RBI and Government Interface: Instances of Support

  • RBI has put in place a rule-based ‘staggered surplus distribution policy’ (SSDP) in FY18. The central bank transferred `50,000 crore surplus in two installments, `10,000 crore in March 2018, to help the Centre tide over a tight fiscal crunch and the remaining amount in August to reduce the impact of cyclicality in the RBI’s economic capital levels on the surplus transferable to the government.
  • Government should understand that RBI has to take the stressed banks out of the dilemma by taking various measures. Acharya recently said that without the PCA imposition, some banks would have witnessed even higher losses and required even higher taxpayer money for re-capitalisation.
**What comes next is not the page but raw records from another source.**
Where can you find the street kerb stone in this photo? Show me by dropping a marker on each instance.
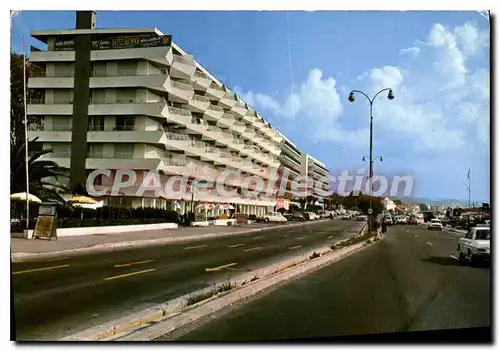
(25, 256)
(245, 287)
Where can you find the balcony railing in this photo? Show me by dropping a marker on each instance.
(215, 108)
(176, 136)
(180, 85)
(179, 111)
(198, 74)
(201, 98)
(198, 143)
(172, 161)
(183, 60)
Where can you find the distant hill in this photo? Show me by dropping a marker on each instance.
(432, 201)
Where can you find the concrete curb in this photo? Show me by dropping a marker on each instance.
(211, 306)
(114, 329)
(26, 256)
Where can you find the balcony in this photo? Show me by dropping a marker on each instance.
(50, 109)
(51, 82)
(179, 92)
(228, 100)
(179, 115)
(215, 92)
(238, 127)
(47, 135)
(240, 109)
(249, 118)
(249, 133)
(136, 136)
(212, 133)
(213, 112)
(182, 67)
(201, 80)
(198, 103)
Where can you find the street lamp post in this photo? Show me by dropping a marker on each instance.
(352, 98)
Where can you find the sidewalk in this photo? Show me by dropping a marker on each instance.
(24, 248)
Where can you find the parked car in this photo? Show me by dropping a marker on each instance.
(274, 217)
(413, 221)
(475, 245)
(434, 224)
(445, 221)
(295, 217)
(388, 220)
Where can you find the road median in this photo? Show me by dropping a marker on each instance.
(191, 307)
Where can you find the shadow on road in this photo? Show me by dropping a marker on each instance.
(450, 261)
(443, 261)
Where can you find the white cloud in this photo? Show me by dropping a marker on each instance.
(316, 106)
(413, 51)
(470, 39)
(441, 103)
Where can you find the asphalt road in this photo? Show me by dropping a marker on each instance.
(410, 281)
(59, 297)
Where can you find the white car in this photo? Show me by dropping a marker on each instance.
(435, 224)
(274, 217)
(475, 245)
(313, 216)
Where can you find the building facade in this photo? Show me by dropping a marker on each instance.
(132, 102)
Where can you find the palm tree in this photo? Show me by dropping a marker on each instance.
(40, 171)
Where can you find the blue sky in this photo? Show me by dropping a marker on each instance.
(438, 63)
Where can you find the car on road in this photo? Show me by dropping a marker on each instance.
(294, 217)
(434, 224)
(400, 220)
(445, 221)
(475, 245)
(413, 221)
(274, 217)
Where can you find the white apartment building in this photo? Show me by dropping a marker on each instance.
(155, 108)
(314, 171)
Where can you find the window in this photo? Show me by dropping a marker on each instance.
(96, 123)
(125, 122)
(61, 150)
(99, 96)
(95, 150)
(124, 96)
(124, 150)
(63, 96)
(127, 68)
(99, 69)
(64, 69)
(61, 123)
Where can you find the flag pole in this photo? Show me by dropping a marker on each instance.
(26, 136)
(468, 176)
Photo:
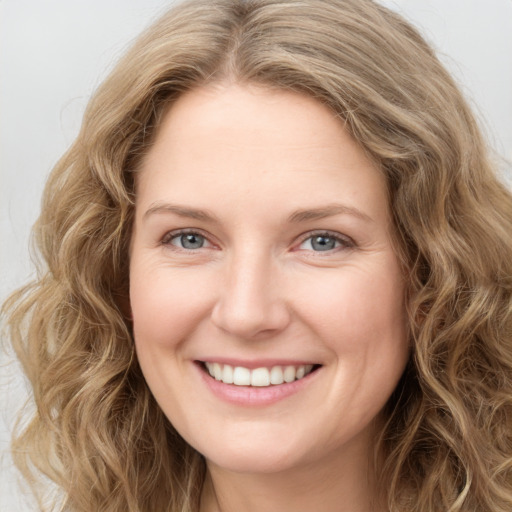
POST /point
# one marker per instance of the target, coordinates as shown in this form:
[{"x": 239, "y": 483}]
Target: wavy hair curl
[{"x": 98, "y": 433}]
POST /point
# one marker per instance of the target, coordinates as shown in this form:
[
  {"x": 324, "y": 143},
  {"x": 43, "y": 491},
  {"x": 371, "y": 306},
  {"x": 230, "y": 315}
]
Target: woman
[{"x": 278, "y": 276}]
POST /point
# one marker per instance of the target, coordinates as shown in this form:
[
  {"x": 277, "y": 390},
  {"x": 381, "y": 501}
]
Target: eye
[
  {"x": 188, "y": 240},
  {"x": 323, "y": 242}
]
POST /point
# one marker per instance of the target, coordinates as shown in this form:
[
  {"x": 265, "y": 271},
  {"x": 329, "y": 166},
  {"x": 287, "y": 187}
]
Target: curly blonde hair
[{"x": 98, "y": 433}]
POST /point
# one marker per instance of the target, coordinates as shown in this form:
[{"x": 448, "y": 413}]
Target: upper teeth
[{"x": 241, "y": 376}]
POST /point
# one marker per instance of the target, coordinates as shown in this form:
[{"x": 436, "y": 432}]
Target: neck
[{"x": 327, "y": 487}]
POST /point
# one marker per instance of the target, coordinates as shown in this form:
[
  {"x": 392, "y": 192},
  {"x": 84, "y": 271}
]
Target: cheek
[
  {"x": 167, "y": 303},
  {"x": 356, "y": 307}
]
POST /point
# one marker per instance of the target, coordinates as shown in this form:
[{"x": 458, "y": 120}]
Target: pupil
[
  {"x": 192, "y": 241},
  {"x": 323, "y": 243}
]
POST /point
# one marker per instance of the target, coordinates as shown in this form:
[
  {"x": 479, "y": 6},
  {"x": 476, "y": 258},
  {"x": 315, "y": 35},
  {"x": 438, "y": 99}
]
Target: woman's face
[{"x": 262, "y": 253}]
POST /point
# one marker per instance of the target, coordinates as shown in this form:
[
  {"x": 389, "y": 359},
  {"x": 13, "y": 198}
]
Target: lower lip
[{"x": 253, "y": 395}]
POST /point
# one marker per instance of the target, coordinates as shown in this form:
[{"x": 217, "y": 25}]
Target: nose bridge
[{"x": 250, "y": 303}]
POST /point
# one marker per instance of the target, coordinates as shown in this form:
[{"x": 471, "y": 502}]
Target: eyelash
[{"x": 344, "y": 241}]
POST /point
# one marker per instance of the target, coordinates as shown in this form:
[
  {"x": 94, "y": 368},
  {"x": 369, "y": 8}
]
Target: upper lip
[{"x": 251, "y": 364}]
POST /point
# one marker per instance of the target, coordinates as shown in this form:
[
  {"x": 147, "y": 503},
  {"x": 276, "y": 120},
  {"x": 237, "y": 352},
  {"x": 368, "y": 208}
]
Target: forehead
[{"x": 251, "y": 144}]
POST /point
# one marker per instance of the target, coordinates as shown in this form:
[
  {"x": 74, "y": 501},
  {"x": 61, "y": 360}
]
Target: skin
[{"x": 251, "y": 158}]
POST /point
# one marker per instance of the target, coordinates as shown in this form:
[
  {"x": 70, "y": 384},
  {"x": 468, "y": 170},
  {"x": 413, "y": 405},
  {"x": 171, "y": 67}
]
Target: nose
[{"x": 251, "y": 304}]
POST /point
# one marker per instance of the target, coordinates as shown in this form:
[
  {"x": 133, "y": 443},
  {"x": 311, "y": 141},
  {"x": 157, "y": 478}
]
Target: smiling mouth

  • 11 of the 21 public-sector banks are on the RBI’s watchlist for battered financial position. Under the PCA guidelines, stressed banks operate under some tough conditions. The lenders are stopped from expanding their branch networks and need to maintain higher provisions. They may be stopped from lending until they correct their finances.
  • RBI has also recently made public its dissent note on certain recommendations of a government panel under the economic affairs secretary that opposed the idea of setting up an independent regulator outside the central bank to deal with issues relating to payments.
  • As regards monetary policy, the introduction of inflation targeting and constitution of the Monetary Policy Committee (MPC) are examples of effective and efficient government and central bank interface.
  • Abolition of automatic monetisation, implying RBI financing the deficit of the government and the introduction of the Fiscal Responsibility and Budget Management (FRBM) Act again are landmark decisions jointly taken by the RBI and the government, strengthening the RBI independence.
  • The decision of the government to keep the desired exchange rate management with the RBI is another example of strong and positive example for building central bank autonomy.